Problematische Haftbedingungen im Ausland
Der Weg zur konkreten Umsetzung ist also lang. Für André Vallaton, Chef der waadtländischen Strafvollzugs-Behörde, ist die Rückschaffung von Gefangenen gegen deren Willen grundsätzlich eine gute Sache
Im Moment schafft die Schweiz fast systematisch alle ausländischen Gefangenen aus, wenn sie ihre Strafe abgesessen haben und wenn die Menschenrechte im Heimatland respektiert werden.
André Valloton glaubt, dass eine vorzeitige Rückführung die Gefangenen besser auf ihre Zeit nach dem Gefängnis vorbereiten kann.
«Die Schwierigkeit liegt bei den Haftbedingungen in gewissen Ländern», sagt Valloton. «In Rumänien beispielsweise oder in Moldawien ist die Grenze zur inhumanen, erniedrigenden Behandlung manchmal fast erreicht.»
Die Lösung wäre, die Haftbedingungen in den Europarat-Mitgliedsländern zu harmonisieren.
Viele Länder werden ablehnen
André Valloton sieht aber noch ein anderes Problem. Die wenigsten der ausländischen Gefangenen stammen aus Mitgliedsländern des Europarats.
«Man muss nicht glauben, dass Länder, aus denen viele Kriminelle stammen, ein solches Abkommen unterzeichnen. Es ist nicht in ihrem Interesse, einen Teil ihrer Armut und deren Konsequenzen wieder zurück zu nehmen.»
Fguiri Kais auf der anderen Seite ist beunruhigt. Er ist seit vier Jahren Mitglied der eidgenössischen Ausländerkommission, und er befürchtet, das bei den Rückführungen zu wenig differenziert vorgegangen werden könnte.
Die ganze Familie wird bestraft
Für den Tunesier bringt die Rückschaffung von Gefangenen, die keinerlei Bindungen zur Schweiz haben, kaum Probleme.

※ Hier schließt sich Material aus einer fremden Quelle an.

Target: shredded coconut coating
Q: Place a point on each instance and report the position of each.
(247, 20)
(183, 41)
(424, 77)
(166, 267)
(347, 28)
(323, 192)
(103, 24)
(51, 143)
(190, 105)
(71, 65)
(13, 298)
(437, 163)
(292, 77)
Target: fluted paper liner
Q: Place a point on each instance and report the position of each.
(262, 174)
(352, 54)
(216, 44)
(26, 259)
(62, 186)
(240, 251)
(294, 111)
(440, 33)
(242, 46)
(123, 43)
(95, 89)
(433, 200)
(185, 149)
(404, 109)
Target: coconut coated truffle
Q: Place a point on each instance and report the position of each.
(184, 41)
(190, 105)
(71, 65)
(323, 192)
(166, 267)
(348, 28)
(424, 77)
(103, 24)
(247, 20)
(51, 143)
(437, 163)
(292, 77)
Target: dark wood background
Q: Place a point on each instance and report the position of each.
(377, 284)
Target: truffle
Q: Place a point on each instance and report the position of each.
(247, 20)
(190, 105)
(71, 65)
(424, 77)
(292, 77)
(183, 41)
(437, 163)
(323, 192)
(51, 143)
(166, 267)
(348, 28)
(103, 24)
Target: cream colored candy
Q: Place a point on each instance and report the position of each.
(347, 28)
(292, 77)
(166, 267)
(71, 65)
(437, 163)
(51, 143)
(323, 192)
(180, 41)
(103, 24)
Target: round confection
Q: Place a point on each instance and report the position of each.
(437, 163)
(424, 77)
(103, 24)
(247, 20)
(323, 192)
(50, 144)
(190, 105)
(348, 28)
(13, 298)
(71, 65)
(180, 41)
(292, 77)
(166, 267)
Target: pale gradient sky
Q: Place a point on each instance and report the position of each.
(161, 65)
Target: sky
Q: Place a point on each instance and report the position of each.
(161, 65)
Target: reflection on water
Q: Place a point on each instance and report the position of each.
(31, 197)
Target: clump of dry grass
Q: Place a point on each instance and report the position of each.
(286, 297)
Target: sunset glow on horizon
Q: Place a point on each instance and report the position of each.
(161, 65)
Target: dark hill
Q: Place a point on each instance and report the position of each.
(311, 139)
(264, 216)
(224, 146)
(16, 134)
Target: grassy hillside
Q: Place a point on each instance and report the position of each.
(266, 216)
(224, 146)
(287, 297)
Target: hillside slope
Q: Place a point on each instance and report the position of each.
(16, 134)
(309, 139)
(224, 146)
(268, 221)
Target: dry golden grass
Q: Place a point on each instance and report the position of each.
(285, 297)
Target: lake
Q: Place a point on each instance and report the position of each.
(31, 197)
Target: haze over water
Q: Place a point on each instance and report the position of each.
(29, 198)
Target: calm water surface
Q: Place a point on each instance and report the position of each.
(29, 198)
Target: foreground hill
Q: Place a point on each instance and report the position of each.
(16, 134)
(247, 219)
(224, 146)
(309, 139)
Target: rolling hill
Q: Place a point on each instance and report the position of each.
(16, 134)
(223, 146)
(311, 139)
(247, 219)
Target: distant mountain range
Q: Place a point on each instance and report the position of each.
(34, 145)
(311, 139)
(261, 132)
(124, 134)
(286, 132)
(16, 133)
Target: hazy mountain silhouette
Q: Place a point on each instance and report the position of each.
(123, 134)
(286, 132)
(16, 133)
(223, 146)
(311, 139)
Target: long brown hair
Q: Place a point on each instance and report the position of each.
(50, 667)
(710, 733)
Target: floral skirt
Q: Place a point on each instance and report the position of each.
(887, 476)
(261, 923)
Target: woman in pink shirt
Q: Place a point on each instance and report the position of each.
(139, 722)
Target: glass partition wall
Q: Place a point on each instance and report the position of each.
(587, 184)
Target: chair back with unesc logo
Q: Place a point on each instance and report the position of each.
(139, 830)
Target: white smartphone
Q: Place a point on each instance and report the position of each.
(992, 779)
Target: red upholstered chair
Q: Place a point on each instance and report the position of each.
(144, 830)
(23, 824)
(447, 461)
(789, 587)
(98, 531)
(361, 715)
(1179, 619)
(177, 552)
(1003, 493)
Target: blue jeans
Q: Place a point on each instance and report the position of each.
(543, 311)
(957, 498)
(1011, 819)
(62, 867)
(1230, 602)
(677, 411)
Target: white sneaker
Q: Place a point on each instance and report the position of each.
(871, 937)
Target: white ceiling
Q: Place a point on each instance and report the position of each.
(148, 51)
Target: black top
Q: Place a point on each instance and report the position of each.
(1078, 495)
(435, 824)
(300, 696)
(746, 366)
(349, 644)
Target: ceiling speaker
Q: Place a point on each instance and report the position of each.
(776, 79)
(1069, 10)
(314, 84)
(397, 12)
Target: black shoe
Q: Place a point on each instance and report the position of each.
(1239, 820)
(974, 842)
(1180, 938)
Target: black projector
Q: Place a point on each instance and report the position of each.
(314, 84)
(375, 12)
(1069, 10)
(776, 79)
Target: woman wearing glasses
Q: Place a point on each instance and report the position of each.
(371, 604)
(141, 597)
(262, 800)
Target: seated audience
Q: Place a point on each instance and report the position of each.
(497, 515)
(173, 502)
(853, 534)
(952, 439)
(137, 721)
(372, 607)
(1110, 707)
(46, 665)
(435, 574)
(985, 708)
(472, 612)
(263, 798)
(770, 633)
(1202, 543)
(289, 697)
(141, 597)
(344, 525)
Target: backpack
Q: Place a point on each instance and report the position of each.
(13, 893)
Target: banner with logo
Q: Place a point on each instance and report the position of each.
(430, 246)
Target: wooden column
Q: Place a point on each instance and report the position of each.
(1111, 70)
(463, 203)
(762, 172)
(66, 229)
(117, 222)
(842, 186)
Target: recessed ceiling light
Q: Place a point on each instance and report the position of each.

Doch das sei bei den wenigsten der Fall.
Viel grundsätzlicher kritisiert Fguiri Kais, dass Gefangene während oder am Ende ihrer Gefängnisstrafe ausgeschafft werden, selbst wenn sie eine Aufenthaltsbewilligung haben (Bewilligung L oder B).
«Wenn der Gefangene hier mit seiner Familie lebt, wenn er eine Aufenthaltsgenehmigung hatte oder sogar Arbeit, dann verschärft eine Rückschaffung seine Situation beträchtlich. Und der Schaden für die Familie ist oft enorm.»
swissinfo, Pierre-François Besson
(Übertragung aus dem Französischen: Katrin Holenstein)
Ausländische Gefangene in der Schweiz können schon bald gezwungen werden, die Haftstrafe in ihrem Heimatland abzusitzen.
Diese neue Möglichkeit ist im Zusatzprotokoll der «Europarat-Konvention über den Transfer von verurteilten Personen» enthalten, das die Schweiz mitunterzeichnet hat.
Die Referendumsfrist ist ungenutzt verstrichen.
Die Gefangenen können gegen eine Rückführung bis zum Bundesgericht rekurrieren.
Die Herkunftsländer ihrerseits können eine Entgegennahme verweigern.
Heute sind 3500 der insgesamt 5000 Häftlinge in Schweizer Gefängnissen Ausländer.